Later, Pip started trying to identify different instruments and categorize the
kinds of sounds they make. They were undertaking a deep archaeology of the
songs.
This archaeology has taken them far
beyond just liking the music or the characters. They know the music now and
with that knowledge they are able to ask interesting questions about how it
works and what it is trying to do. They talk about the emotional intent of
different passages and how the music communicates ideas that can’t be put into
words. They are thinking about how the music works in the film itself, how it
augments the scenes and supports the emotional foundation of the visual story.
All this analysis hasn’t come
systematically. It has emerged through constant repetition and the very human
impulse to keep digging at something until its well of interest has been
exhausted. The result of this is that Polly and Pip are not droning out in some
drug-like daze as the songs circle over and over around them. They have been
undertaking a project of deep listening that I would never have appreciated had
I not lived through the constant cycling of the last few days.
So, obsessing over a Disney film is
not the end of the world. With time and a little direction, it can even be
something that helps kids come to understand some parts of the many ways the
world is put together. The kids are even getting a copy of the movie for
Christmas. I look forward to seeing how they break that down as it becomes part
of our regular movie night rotation.
I can't feel quite so friendly toward Frozen. I finally saw it after the hype - and there has been a LOT of hype - and wished I hadn't wasted my time. A friend said "it's just so pretty" and I suppose that's the biggest draw, beyond the usual animation formulae we've come to expect. All that aside, it just seems insultingly simple-minded. The plot makes very little sense to me, the girls both seem to make bad decisions and learn few lessons but the whole thing is coated in sparkling frost and sprinkled with sugar so it gets swallowed with gusto. :( That's not to say the music is poorly done. Good music attached to questionable values and poor plot is probably what drives the majority of Broadway. It's just flimsy sustenance for children who would be equally happy with more wholesome fare. My opinion, of course.
ReplyDeleteThanks Tara for the thoughts.

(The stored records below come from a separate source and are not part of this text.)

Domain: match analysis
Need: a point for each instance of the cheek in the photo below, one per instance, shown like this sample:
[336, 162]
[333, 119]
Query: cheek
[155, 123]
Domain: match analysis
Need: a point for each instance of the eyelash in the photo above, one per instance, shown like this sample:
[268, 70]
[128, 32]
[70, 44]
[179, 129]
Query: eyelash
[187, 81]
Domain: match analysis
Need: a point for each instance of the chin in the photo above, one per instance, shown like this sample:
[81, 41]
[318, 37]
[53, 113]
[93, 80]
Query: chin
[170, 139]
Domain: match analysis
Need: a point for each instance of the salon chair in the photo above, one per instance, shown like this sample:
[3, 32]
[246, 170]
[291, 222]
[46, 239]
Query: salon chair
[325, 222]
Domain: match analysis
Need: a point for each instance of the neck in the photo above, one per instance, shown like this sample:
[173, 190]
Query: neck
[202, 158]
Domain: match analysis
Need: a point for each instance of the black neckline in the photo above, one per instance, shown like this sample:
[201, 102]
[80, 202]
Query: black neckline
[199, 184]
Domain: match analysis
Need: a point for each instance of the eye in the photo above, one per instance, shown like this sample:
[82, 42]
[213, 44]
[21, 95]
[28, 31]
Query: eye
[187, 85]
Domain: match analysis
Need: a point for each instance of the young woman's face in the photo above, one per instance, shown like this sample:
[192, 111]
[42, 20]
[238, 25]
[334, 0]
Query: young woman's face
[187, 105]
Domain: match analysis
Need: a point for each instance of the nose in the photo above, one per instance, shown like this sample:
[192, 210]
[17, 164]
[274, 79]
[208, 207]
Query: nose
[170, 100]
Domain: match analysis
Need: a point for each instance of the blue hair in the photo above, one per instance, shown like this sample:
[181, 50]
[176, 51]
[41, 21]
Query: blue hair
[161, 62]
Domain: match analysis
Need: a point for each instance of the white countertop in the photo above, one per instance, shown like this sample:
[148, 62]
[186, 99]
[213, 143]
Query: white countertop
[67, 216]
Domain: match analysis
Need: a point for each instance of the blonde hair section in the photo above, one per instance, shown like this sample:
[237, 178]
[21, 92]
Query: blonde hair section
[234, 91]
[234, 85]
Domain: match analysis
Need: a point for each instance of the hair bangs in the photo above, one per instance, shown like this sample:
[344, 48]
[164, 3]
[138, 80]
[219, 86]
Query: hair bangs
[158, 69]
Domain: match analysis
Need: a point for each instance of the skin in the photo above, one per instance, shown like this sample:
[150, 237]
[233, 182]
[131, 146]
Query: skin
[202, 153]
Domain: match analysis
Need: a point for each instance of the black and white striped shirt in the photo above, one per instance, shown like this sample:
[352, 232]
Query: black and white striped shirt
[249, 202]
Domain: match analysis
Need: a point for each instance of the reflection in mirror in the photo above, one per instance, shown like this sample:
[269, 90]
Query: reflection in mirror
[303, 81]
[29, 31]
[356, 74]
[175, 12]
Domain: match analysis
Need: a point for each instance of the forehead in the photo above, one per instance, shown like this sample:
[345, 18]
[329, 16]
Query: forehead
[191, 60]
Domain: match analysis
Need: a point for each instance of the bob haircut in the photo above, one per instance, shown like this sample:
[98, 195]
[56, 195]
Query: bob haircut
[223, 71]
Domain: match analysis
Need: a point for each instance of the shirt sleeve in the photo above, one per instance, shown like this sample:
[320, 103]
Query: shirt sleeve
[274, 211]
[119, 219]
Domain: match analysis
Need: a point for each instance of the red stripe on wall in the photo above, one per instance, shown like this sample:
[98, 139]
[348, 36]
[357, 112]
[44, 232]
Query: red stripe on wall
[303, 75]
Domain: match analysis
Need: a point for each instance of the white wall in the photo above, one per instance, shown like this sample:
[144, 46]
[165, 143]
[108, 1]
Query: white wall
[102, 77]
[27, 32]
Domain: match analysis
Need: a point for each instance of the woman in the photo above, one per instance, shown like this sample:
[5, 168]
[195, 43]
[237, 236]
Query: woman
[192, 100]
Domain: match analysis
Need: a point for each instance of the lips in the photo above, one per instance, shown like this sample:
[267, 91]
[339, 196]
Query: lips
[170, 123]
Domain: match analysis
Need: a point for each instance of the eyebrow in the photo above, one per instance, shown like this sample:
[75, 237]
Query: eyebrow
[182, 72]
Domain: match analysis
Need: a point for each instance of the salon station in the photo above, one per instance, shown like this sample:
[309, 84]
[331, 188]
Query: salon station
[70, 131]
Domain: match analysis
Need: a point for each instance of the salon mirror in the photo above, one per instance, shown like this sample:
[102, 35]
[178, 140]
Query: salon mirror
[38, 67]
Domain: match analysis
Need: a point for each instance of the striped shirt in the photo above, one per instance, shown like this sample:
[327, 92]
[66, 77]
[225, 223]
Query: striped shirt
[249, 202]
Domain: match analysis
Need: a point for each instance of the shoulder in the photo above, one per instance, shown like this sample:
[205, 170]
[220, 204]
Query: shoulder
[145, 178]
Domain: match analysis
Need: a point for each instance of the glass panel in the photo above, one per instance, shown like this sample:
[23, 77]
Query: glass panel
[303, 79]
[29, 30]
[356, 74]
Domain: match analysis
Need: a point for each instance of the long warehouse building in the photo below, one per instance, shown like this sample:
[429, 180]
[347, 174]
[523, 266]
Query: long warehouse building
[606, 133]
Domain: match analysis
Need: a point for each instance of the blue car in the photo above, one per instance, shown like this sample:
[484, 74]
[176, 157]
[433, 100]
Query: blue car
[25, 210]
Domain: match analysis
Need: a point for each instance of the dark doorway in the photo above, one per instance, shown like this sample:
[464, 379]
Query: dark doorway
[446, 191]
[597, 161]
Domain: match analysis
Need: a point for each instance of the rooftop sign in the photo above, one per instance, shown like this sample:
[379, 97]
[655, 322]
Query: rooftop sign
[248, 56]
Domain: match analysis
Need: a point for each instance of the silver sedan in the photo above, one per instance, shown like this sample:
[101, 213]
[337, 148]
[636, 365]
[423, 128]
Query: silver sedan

I agree with you both in that the movie is visually incredible and that there are several holes and unanswered questions within the plot that makes the story feel empty and a touch weird. The question of values is interesting in that there is a tremendous amount of tinkering with the idea of what an act of 'true love' is. There is still the usual Disney romance line but then it gets undercut when the 'love at first sight' turns into a horrible mistake. My kids didn't really get the import of that, but I thought it was an interesting play on what we've come to expect from Disney.